2. Add seasoning, liquid crab boil, potatoes, mushrooms, garlic, lemons, corn and sausage to a strainer basket and submerge in the boiling water. Cook until the potatoes are tender, about 25-30 minutes.
3. Add shrimp and return to a simmer. Cook until shrimp turn bright pink and float to the top.
4. Turn off heat and add an 8-pound bag of ice to stop the shrimp from overcooking. Let the shrimp soak for 10-15 minutes, depending on amount of spice you prefer them to soak up.
5. Drain and serve.
Ben shows us hows it’s done
ALL THE FIXINS
A traditional boil usually features head-on shrimp, sausage, potatoes, corn, lemons and seasonings. Cooksey also added whole heads of garlic and button mushrooms to this feast, but each ingredient needs a different amount of cooking time, and so must be added to the pot in stages.
Head-on shrimp are sharp and will easily pierce plastic bags, causing shrimp juice to leak all over the place. Cooksey keeps his crustaceans in disposable metal pans in the cooler instead.
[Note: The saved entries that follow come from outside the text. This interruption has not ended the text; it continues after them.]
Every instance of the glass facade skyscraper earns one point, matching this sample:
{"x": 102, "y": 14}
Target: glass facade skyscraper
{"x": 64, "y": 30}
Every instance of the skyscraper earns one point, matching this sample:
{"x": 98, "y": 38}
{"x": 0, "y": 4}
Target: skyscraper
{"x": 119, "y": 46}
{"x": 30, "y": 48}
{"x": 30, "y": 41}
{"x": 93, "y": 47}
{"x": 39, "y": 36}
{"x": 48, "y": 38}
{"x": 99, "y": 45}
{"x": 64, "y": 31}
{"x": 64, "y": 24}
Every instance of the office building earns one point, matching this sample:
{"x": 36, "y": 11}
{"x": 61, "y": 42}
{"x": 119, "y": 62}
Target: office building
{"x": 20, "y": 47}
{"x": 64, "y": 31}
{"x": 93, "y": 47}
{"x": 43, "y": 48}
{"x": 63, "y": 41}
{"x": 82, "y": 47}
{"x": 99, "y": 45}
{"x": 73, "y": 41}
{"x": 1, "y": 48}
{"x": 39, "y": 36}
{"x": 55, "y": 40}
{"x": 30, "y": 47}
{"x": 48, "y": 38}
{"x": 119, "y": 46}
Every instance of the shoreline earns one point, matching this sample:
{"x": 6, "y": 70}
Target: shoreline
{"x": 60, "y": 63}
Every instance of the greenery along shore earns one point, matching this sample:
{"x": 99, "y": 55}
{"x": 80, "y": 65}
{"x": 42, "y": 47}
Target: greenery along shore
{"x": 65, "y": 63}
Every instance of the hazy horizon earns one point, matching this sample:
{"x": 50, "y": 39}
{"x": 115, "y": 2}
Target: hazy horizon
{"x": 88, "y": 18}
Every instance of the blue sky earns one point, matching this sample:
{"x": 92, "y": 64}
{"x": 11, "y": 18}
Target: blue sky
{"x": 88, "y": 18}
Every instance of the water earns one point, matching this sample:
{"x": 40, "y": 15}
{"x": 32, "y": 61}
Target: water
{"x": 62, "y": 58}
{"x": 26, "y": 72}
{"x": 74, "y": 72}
ICE IT DOWN (THE RIGHT WAY)
Never put ice directly on raw shrimp. When ice gets mixed amongst the shrimp, it is virtually impossible to fish out, and you don’t want to add a bunch of ice to the boiling water with the seafood. It will instantly drop the temp. Cooksey instead fills a gallon-sized plastic bag with ice and lays it on top of the pan of shrimp in the cooler.
SOAK UP FLAVOR
Once the boil is finished, Cooksey turns off the heat and immediately adds ice. This stops the cooking process, letting the ingredients continue to absorb flavor without overcooking.
HOW MUCH HEAT?
For a mild to medium spice, Ben uses Cajun Land Complete Boil seasoning or Zatarain’s Crawfish, Shrimp & Crab Boil. For a hot and spicy boil, he switches to Swamp Fire Seafood Boil with an extra dash of cayenne pepper.
Janet Courtney, Amy’s mom and future next-door neighbor, has a cocktail for the adults and a sippy cup for the kids.
A Delicious Downfall
The Missionary’s Downfall, like many famous tiki drinks, was created by “Don the Beachcomber” at his Hollywood bar, Trader Vic’s, in the 1930s. A New Orleans native (his love of alcohol now making sense), Don capitalized on post-prohibition excitement and added in his love of overseas travel to start a genre. Today, Missionary’s Downfalls are common at local gatherings, where we enjoy a good drink and good times on the water, too!
Amy’s Missionary’s Downfall Cocktail
This Dog-River rendition simplifies the original and makes it by the batch for your next fun gathering! Serves 10.
1 12-ounce can frozen limeade
12 ounces vodka
4 fresh mint leaves
1 packet Truvia
1. Add all ingredients to a blender. Fill to the top with ice and blend until combined.
2. Pour cocktail into a pitcher and serve.